Treatments targeting gene expression or methylation changes associated with DNMT3A mutations are also gaining traction. Several studies identified upregulation of the homeobox cluster A and B (HOXA/B) genes, which promote HSC self-renewal and are associated with poor prognosis in AML (1,64,75). Small molecule inhibitors of the histone methyltransferase DOT1L restored repression of the HOXA/B genes both in vitro and in vivo, and proved effective for DNMT3A mutant leukemia (127). The mTOR pathway, another regulator of the HOX gene expression, was found to be activated in the DNMT3A-mutant context. mTOR inhibitor rapamycin was effective against cells with DNMT3A mutations in vitro (77); it will be important to validate its therapeutic potential in preclinical models. DNMT3A mutations co-occur with NPM1c mutations in the preleukemic setting (60–80%) and in AML. Npm1^c:Dnmt3a^R878H double-mutant mice exhibited increased self-renewal in myeloid progenitor cells, associated with further activation of HoxA/B genes and Meis1. A menin inhibitor VTP-50469, previously shown to disrupt critical gene expression networks in NPM1-mutant AML cell line (128), was effective in eradicating pre-leukemic progenitors and preventing progression to AML in this model (129).
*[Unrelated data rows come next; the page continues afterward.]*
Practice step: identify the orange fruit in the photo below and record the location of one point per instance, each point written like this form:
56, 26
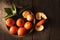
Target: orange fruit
30, 17
21, 31
20, 22
28, 25
40, 22
39, 28
13, 29
25, 13
10, 22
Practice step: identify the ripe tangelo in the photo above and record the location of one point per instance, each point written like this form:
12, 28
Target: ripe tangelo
20, 22
30, 17
28, 25
25, 13
21, 31
10, 22
40, 22
13, 30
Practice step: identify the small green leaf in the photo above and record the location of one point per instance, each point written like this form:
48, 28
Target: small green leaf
8, 11
13, 6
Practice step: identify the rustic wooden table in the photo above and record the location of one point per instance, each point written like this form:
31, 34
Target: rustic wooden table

Bromodomain inhibitors, specifically an inhibitor of the histone acetylation reader BRD4, was effective in a study of AML with concurrent DNMT3A^R882 and RAS mutations, in both in vitro and in vivo models. Pharmacological inhibition of BRD4 suppressed a subset of aberrantly activated gene targets that likely contribute to leukemogenesis, consistent with increased H3K27ac levels in TF-1 cells (130). In a model of myelofibrosis, loss of Dnmt3a in hematopoietic cells expressing Jak2^V617F resulted in high expression of TNFα via NFκB pathway accompanied by increased secretion of proinflammatory cytokines. Combining BET inhibitors with JAK1/2 kinase inhibitors could have therapeutic relevance (73).
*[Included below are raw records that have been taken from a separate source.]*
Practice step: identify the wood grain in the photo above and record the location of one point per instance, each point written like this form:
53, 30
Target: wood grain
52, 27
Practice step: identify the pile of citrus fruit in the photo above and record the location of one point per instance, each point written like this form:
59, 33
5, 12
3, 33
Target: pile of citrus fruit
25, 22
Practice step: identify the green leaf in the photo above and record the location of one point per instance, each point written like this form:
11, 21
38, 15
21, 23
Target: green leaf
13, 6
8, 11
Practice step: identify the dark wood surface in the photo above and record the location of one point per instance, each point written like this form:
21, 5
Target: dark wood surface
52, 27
Strategies related to engineering small proteins to restore the full catalytic activity of mutant DNMT3A or the ability of wild-type DNMT3A to heterotetramerize by disrupting the wildtype-mutant binding interface, have also been proposed and could potentially offer therapeutic benefit (56,80). With better understanding of the protein-protein binding repertoire of mutant DNMT3A such as p53, MeCP2, TDGs and PRC1, pharmacologic interventions to attenuate these interactions may open additional therapeutic avenues to combat DNMT3A mutant AML (44,63,64).
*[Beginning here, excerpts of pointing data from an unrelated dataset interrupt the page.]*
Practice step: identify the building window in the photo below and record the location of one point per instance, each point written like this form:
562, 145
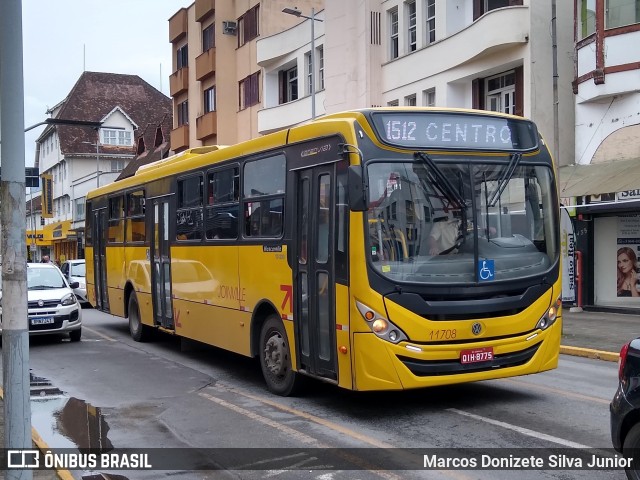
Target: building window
117, 165
430, 97
189, 208
248, 25
116, 137
249, 88
501, 93
210, 100
182, 57
289, 85
79, 208
208, 38
309, 64
320, 85
393, 30
430, 25
411, 21
183, 113
619, 13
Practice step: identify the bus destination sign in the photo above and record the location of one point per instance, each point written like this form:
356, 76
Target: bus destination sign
455, 131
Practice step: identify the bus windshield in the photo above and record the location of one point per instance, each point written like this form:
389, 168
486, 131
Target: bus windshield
433, 220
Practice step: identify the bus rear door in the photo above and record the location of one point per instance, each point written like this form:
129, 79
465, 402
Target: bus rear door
315, 273
99, 235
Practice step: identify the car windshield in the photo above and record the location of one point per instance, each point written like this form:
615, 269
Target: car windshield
77, 269
44, 278
435, 220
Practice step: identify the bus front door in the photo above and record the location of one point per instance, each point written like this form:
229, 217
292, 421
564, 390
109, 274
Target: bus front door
99, 234
161, 265
315, 286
Concluding remarks and future perspectives

While mutations in DNMT3A are found in malignancies of virtually every hematopoietic lineage, the molecular understanding of its impact on malignant transformation is only beginning to emerge. Recent biochemical, structural, and -omics studies have shed light on the nature of aberrant methylation patterns, crosstalk with other layers of epigenetic regulation, and subsequent changes in gene expression profiles that contribute to clonal expansion and promote leukemogenesis. Further refinement and unification of our knowledge of these programs, including in the various co-mutational contexts that define disease subtypes and/or clonal architecture (28,131,132), are expected to translate into more effective therapies for patients with DNMT3A-mutant AML and other malignancies.

Recent years saw an explosion of research into the role of DNMT3A mutations in CH and its comorbidities. Abundant evidence supports accentuated self-renewal creating an expanded pool of cancer-poised HSCs, yet the definitive factors effecting malignant transformation await to be discovered. Once identified, these will be game-changing for CH prognostication and preventative interventions. Additionally, cells with DNMT3A mutations propagate an inflammatory microenvironment leading to positive feedback to mutant clone self-renewal and proliferation and may exacerbate other non-hematologic disease conditions such as CVD. Characterizing the cell extrinsic and intrinsic factors and the mechanisms that promote the inception of CH in the DNMT3A-mutant context is crucial to the development of therapeutic strategies.